Something to Answer For
- First edition dustjacket; design reused in 2018 with added text
- Author: P. H. Newby
- Language: English
- Publisher: Faber & Faber
- Publication date: November 1968
- Publication place: United Kingdom
- Pages: 288
- ISBN: 0-571-08557-1
- OCLC: 65294405

= Something to Answer For =

1968 novel by P. H. Newby

Something to Answer For is a 1968 novel by the English writer P. H. Newby, first published by Faber & Faber. Its chief claim to fame is that in 1969 it won the inaugural Booker Prize, which would go on to become one of the major literary awards in the English-speaking world.

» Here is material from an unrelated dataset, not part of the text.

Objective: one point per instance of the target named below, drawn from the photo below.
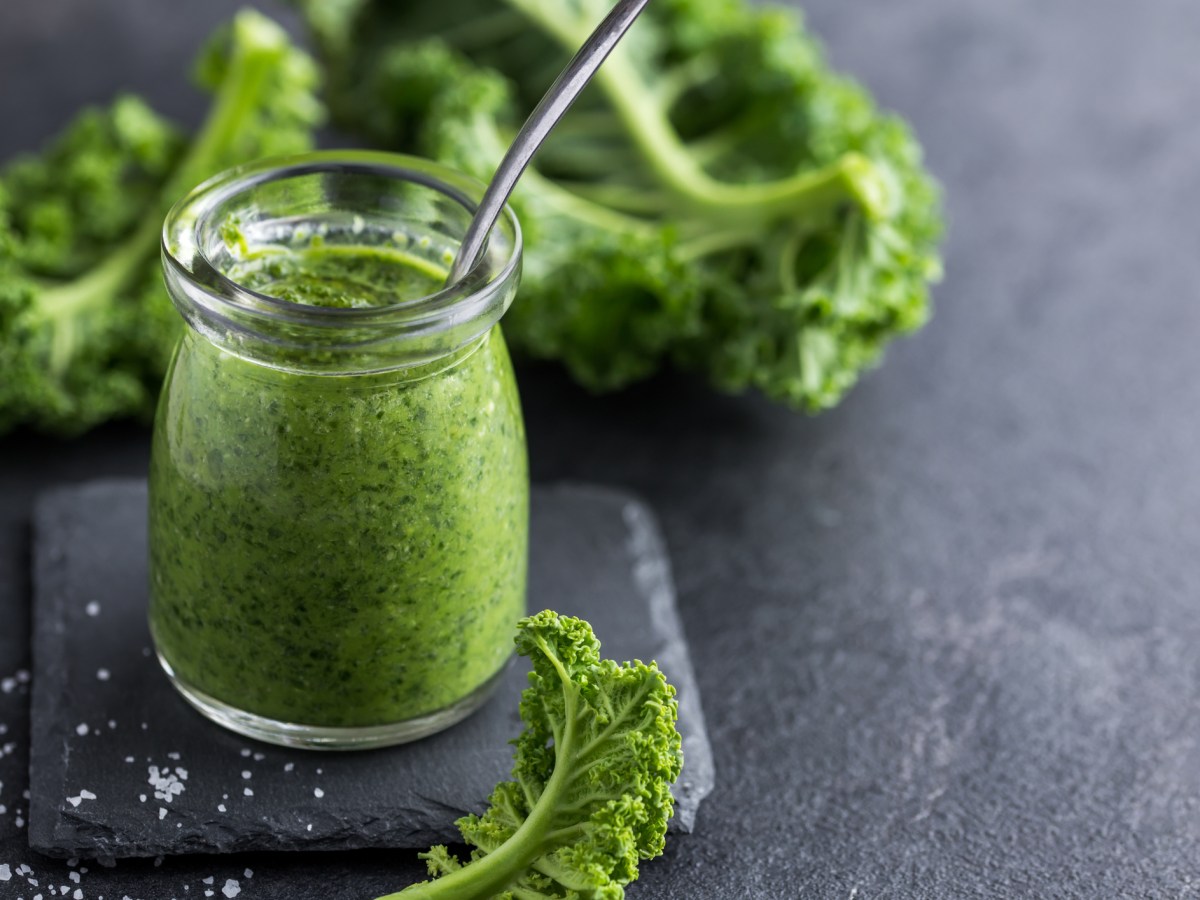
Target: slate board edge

It was reissued by Faber & Faber in 2008 in the "Faber Finds" line, in 2011 as a paperback, and again in 2018.

==Plot==
Townrow is a fund distributor stealing from the fund he is in charge of. He is contacted by the widow of an old friend, Elie Khoury. They had met ten years previously, in 1946, in Port Said after he had been thrown from a horse in front of the Khourys' beach hut. Mrs Khoury wants Townrow to go to see her in Cairo because she believes her husband was murdered.

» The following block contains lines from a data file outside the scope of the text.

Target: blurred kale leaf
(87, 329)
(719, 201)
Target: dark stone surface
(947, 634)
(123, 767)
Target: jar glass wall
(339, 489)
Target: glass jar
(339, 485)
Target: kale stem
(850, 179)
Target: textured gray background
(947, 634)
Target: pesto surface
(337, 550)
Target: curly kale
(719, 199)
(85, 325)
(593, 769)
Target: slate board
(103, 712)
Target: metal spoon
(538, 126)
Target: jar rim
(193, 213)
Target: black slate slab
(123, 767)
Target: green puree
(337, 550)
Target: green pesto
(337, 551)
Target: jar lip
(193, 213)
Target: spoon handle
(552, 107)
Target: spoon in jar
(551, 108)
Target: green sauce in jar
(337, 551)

After thinking it through, Townrow accepts Mrs Khoury's offer of a plane ticket to Cairo. He stops over in Rome where he converses with an Israeli journalist who accuses the British government of failing to prevent the Holocaust. The discussion ends on a friendly note.

In Cairo, Townrow makes a joke about marrying Mrs Khoury for her money to an immigration officer, which leads to him being interrogated. He is kept in a cell and is released once his train has departed. Townrow doesn't go straightaway to see Mrs Khoury when he arrives in Port Said, instead opting to stay in a hotel. Here he considers having no one who really cares about him in his life.

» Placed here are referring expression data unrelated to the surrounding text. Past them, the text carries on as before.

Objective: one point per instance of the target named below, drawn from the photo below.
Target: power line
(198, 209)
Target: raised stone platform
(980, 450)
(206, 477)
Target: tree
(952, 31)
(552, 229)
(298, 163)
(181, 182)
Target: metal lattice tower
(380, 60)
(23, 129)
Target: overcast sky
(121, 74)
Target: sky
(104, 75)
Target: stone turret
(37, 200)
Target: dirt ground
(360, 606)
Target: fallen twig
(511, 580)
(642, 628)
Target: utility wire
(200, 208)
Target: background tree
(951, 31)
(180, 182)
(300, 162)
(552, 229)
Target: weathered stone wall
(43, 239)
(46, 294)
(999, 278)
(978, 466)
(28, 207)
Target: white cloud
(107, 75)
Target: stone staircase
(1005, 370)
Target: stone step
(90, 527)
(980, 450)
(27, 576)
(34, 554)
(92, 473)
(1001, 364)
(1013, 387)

Townrow visits a bar he used to frequent while serving here as a sergeant. The owner of the bar, Christous, recognises him and kicks out his clientele for some privacy. Townrow asks about Elie's death. Christous tells him that Mrs Khoury, with great difficulty, took her husband's body back to Lebanon to be buried. Because of her actions, Colonel Nasser took the Suez Canal as Egypt's. Townrow is not sure whether to believe any of this and gets so drunk he blacks out. He awakens naked and alone, and is attacked by a passing camel-driver, causing his head and one eye to be bandaged for most of the remainder of the novel.

After the discussion with Christous and Townrow's subsequent blackout, the novel becomes much more dream-like and at times surreal, with Townrow a very unreliable narrator who cannot remember his nationality (though he asserts that he is Irish as part of a scam he tries to run on Mrs Khoury) nor whether his mother is alive. He imagines that Elie is still alive, or that he is watching the burial at sea. He meets an Egyptian Jew, Leah, who is married and repels his attentions though apparently she later becomes his lover and develops an obsession for him. Townrow walks through scenes of mob unrest, is arrested as a spy, and watches bloody gunfights between Egyptian and British troops with bemused detachment. He imagines digging up Elie's grave to make certain he is really dead, then apparently actually does so.

At the end of the novel, though it is uncertain how much of what was related actually took place or how much was a fever or drunken dream, Townrow comes to believe that a citizen is not responsible for the morality of his government and has only himself and his own actions to answer for.